Monday, January 23, 2012
Ferrell Lets Down Comedic Guard In Surprising “Everything Must Go”
Straddling the line between depressing and comedic can be a tough task, but “Everything Must Go” finds this balance in extraordinary fashion. Adapted from a short story by Raymond Carver, this was the first script for Dan Rush, who wrote and directed this film in a stunning debut. Perhaps the best way to describe this movie is that it sneaks up on you ... and it is so much more than the sum of its parts.
Rush introduces us to Nick Halsey, an alcoholic with marital problems, a budding mid-life crisis and a defeated mindset. After being fired after 16 years at the same company (the dude from “It’s Always Sunny in Philadelphia,” Glenn Howerton, is perfect as Ferrell’s smarmy boss), he receives a knife as a severance package -- with somewhat predictable results. Then Nick decides to live on his front lawn after being locked out of his house by his wife, putting his life -- populated by what Rush called “a history of aborted enthusiasms” -- out on the front lawn, for all to judge and value.

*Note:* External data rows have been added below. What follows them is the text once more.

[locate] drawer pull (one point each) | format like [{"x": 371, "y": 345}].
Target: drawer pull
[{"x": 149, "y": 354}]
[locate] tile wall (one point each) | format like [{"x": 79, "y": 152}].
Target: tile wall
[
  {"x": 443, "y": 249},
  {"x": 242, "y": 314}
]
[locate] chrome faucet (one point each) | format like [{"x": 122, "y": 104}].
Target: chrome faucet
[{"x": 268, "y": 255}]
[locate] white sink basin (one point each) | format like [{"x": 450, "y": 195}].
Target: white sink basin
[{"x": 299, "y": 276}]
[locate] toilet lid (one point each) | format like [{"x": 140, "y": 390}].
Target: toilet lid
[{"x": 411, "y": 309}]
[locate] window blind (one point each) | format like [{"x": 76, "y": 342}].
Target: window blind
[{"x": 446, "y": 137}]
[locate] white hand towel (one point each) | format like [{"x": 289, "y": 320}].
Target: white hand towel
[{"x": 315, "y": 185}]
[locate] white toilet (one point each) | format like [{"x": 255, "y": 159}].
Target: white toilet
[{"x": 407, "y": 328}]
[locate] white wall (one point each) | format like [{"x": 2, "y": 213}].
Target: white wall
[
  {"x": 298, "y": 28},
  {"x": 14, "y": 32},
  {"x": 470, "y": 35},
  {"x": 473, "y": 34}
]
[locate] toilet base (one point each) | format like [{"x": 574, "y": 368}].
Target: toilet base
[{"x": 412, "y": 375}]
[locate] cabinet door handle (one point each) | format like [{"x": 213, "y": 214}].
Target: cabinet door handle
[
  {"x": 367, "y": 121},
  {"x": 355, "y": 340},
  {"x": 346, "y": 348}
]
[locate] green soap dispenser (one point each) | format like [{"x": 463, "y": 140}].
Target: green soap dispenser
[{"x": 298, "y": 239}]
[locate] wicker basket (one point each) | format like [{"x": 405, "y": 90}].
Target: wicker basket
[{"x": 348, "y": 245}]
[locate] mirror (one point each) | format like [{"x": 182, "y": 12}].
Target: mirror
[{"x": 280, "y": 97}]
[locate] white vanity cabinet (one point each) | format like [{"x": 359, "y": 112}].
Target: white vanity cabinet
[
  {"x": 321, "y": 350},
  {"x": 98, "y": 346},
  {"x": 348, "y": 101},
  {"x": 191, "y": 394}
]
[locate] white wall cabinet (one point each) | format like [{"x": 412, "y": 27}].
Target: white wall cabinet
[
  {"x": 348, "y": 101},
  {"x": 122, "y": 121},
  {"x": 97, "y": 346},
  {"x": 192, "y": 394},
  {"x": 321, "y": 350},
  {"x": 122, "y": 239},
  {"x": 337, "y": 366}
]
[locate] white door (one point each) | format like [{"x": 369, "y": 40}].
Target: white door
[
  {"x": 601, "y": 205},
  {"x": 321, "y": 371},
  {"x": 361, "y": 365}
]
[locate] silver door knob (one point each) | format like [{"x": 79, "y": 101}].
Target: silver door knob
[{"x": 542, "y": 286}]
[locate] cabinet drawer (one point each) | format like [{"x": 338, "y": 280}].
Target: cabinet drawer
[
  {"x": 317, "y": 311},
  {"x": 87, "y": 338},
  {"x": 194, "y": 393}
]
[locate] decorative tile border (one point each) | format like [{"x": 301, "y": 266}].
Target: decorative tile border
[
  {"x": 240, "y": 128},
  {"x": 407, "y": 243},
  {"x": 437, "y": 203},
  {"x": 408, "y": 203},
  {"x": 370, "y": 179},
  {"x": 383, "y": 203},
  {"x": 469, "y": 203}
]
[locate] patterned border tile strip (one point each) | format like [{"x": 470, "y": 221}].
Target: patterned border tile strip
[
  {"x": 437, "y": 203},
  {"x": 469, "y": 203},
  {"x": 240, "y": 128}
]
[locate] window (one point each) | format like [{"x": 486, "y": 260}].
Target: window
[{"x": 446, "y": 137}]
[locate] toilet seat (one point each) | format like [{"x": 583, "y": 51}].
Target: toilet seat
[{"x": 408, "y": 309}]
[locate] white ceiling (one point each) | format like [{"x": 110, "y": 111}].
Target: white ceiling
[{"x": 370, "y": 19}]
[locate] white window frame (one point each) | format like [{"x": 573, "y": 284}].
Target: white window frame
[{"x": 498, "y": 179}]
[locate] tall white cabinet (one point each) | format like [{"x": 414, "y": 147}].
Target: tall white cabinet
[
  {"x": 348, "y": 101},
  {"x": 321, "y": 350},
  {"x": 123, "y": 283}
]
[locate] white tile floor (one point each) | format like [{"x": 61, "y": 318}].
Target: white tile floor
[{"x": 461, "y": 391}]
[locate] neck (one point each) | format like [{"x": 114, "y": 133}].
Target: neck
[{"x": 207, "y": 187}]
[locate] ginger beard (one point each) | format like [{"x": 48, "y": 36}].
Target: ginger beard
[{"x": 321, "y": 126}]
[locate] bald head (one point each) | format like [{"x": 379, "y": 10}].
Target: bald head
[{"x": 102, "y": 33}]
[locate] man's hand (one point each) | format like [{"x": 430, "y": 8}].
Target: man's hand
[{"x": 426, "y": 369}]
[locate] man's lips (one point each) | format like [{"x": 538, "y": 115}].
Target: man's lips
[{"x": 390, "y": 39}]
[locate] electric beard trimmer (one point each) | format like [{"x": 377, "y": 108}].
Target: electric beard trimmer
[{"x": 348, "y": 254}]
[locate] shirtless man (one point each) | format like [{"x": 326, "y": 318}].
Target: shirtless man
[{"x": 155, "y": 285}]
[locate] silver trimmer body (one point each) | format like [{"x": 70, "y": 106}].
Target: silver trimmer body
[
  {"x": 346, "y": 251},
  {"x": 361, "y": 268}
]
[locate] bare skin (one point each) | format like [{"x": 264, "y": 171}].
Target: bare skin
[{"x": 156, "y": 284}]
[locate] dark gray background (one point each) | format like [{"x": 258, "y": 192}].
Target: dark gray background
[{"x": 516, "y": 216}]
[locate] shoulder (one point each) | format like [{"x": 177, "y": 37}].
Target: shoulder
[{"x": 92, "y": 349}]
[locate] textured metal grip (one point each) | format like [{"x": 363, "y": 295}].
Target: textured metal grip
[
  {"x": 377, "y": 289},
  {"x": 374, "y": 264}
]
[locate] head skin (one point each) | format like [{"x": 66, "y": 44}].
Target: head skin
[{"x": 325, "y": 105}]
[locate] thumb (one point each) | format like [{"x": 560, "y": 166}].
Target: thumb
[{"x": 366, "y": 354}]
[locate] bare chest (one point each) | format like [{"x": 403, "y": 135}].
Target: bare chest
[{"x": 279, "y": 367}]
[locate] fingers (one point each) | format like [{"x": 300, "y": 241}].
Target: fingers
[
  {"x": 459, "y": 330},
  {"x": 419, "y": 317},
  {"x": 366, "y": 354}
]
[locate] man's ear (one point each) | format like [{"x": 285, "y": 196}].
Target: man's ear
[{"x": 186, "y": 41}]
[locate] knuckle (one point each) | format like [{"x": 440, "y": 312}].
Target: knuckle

He endures gut punch after gut punch to open the film, to the point where we wonder just how much he’s going to be able to take. The capper comes when he learns that his AA sponsor, a cop who had become something of a friend, is sleeping with his estranged wife (who is never shown, by design, I believe). As a viewer, I’m thinking, “Man, who can you trust if you can’t trust your sponsor?!”
He spends much of the film trying to find whatever it is that someone once saw or said that was special in him. Upon tracking down a former classmate (Laura Dern) to ask why she wrote something nice about him in his yearbook, she says, “You have a good heart. That doesn’t change.”
He finds support and even friends in the unlikeliest of places. First, in an aimless black kid named Kenny (the scene-stealing Christopher Jordan Wallace) who teams up with him. Kenny’s character was likened to Yoda by Ferrell, who said that Kenny served as a check and balance to Nick’s actions.
Then, Nick develops an unlikely bond with a beautiful, yet neglected, new neighbor who happens to be pregnant. His friendship with Samantha (played in an understated, absorbing way by Rebecca Hall) reinforces the film’s message about what makes us strangers and what could help us bridge that divide to friends. The message is both deep and sad -- it asks something of the viewer, which can make it difficult to watch. It touches on the bonds we form, sometimes unbelievably quickly, due to a quiet desperation.
At the end, as sunlight begins to peak out from behind the clouds, Samantha hands Nick a Polaroid, with a simple inscription: “Everything is not yet lost.” The beauty and poignancy of that moment and that scene -- which serve as a symbolic comment on the transitory, fleeting nature of frozen images -- make it a wonderful summation of the film itself.
Even at rock bottom, Ferrell is endearing and pitiable. A scene where he’s begging for beers outside a convenience store is hard to look at, yet even in the darkest times, there is something universal in Nick that draws us to him. And at the end, when the charges behind his dismissal prove to be baseless, we are reaffirmed in the lead character’s character.
Rush (who made a wise choice in deleting a scene involving Nick and a hooker) had determined that the lead role required likeability in order to pull the film together, so he made a bold casting choice in tabbing Ferrell as the vulnerable everyman. For his part, Ferrell has said he was drawn to the premise of the movie as a departure for him, having never been tasked with guiding an emotionally driven film. He felt that the universality and sympathy made for a great story, yet he questioned his ability to act it. Ferrell was attracted to the test as the next step from comedy to “Stranger Than Fiction” to this one. Like Jim Carrey’s “Truman Show,” Ferrell wondered whether he could carry a vehicle such as this one.
The answer is a redefining, resounding yes, as the gambles by both Rush and Ferrell paid off with a memorable, moving film.